Dijeron que en el artículo 56 de la convención colectiva de trabajo 1999-2000, se estableció, que a partir del año 2000, el incremento anual sería el equivalente al I.P.C. certificado por el Dane para el año 1999, el cual fue del 9.23%; y que la demandada omitió aportar las hojas de vida, por lo que debía darse aplicación a lo consagrado en el artículo 31 del CPTSS, y tener por ciertos los hechos que se pretendían demostrar con ellas, como el pago incompleto de los salarios y de la indemnización por despido sin justa causa.

Concluyeron que si el Tribunal hubiese analizado los aspectos anteriores, habría ordenado la reliquidación de los salarios correspondientes a los años 2001, 2002, 2003 y 2004, así como la indemnización por despido injusto «[…] de acuerdo con la fecha en que les fue notificado el despido y teniendo en cuenta la interpretación gramatical en la forma señalada», así como la indemnización moratoria solicitada.
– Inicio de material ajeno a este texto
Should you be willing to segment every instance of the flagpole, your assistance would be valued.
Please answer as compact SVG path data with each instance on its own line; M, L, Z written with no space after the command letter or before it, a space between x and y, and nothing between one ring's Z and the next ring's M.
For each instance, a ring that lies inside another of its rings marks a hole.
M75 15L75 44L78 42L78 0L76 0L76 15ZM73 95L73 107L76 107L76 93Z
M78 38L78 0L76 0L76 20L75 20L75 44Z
Y que de las convenciones allegadas, se desprende, que las mismas eran aplicables a la totalidad de sus trabajadores. RÉPLICA Radio Televisión Nacional de Colombia, planteó, que no son de recibo las apreciaciones efectuadas por los recurrentes «[…] al pretender sujetar la “SUPUESTA” estabilidad de los trabajadores de la extinta Inravisión a la prestación efectiva y eficiente del servicio público de radio y televisión», toda vez que la disolución, supresión y liquidación de Inravisión a través del Decreto 3550 de 2004, dada su inviabilidad administrativa, financiera y contable, tuvo como finalidad, no sólo garantizar la prestación efectiva del servicio público de televisión, sino también, la necesidad de preservar el interés del público en general.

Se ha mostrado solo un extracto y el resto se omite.